Maybe it’s because I’m a diehard Ratchet & Clank fan, one who has lost countless childhood hours to playing and replaying and replaying all three games. Maybe it’s because I’m a nostalgia junkie with an unyielding desire for perfect preservation. Maybe you won’t notice that each game’s trophy logo is a carryover from the differently-named European versions, or that All 4 One artwork inextricably adorns the game’s entrance menu, or that framerate problems are more prevalent here than they were in the original releases. The aspect ratio of certain cutscenes breaks from widescreen and shifts to 4:3. Ratchet’s Nanotech health meter and HUD are somewhat noticeably lower-res than the rest of each game’s visual display. The cumulative impression is one of laziness.

The purist in me wants all of these quirks to be remedied because Ratchet & Clank is (and continues to be) undeniable PlayStation history – this trilogy deserves impeccable preservation. Of course, I understand that these issues won’t bother some of you. What WILL bother most of you is the fact that starting a Challenge Mode playthrough will automatically overwrite your save at the first opportunity. You can’t revisit your old adventure for collectables, or travel back to your favorite planets to earn Trophies – you start the journey from scratch. It’s the only feature that’s well-and-truly stripped from the original games and a maddening oversight. And while we’re on the topic of stripped content, where’s Ratchet: Deadlocked? The fourth game in the series was divisive among fans, but as a fellow PS2 installment, this collection seems just a bit lacking without it – especially since an HD version of Deadlocked is already confirmed and in development.

As Insomniac continues to explore means of innovation (All 4 One focused exclusively on co-op and Full Frontal Assault looks to be tinkering with tower defense), it’s nice to go back and replay three absolute gems that defined PS2 platforming and left an indelible mark on PlayStation history.

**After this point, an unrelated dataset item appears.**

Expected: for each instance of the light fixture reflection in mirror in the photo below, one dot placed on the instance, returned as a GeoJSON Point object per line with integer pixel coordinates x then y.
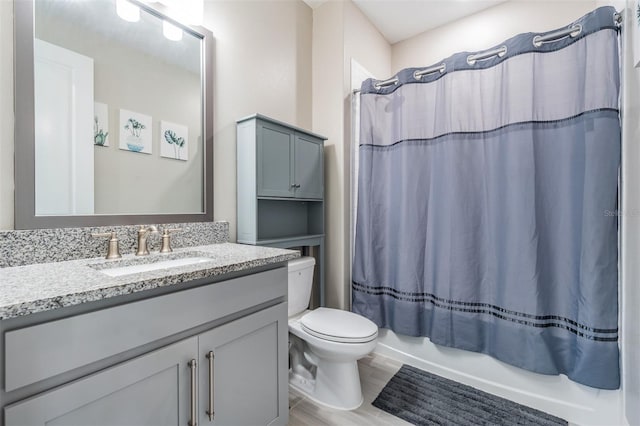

It’s not a perfect restoration – odd design choices and framerate drops mar the experience – but a fantastic amount of literal bang for your buck awaits in a trilogy that is still one hell of a lot of fun. You certainly won’t regret your purchase, but you might wish that Ratchet and Clank were treated just a little better in their epic return.



The Final Word

The Lombax/robot partnership has been going for over ten years and isn't showing signs of slowing down so now is a great opportunity to see how it all began before the re-imaginating of the origin story with the new game and movie next year.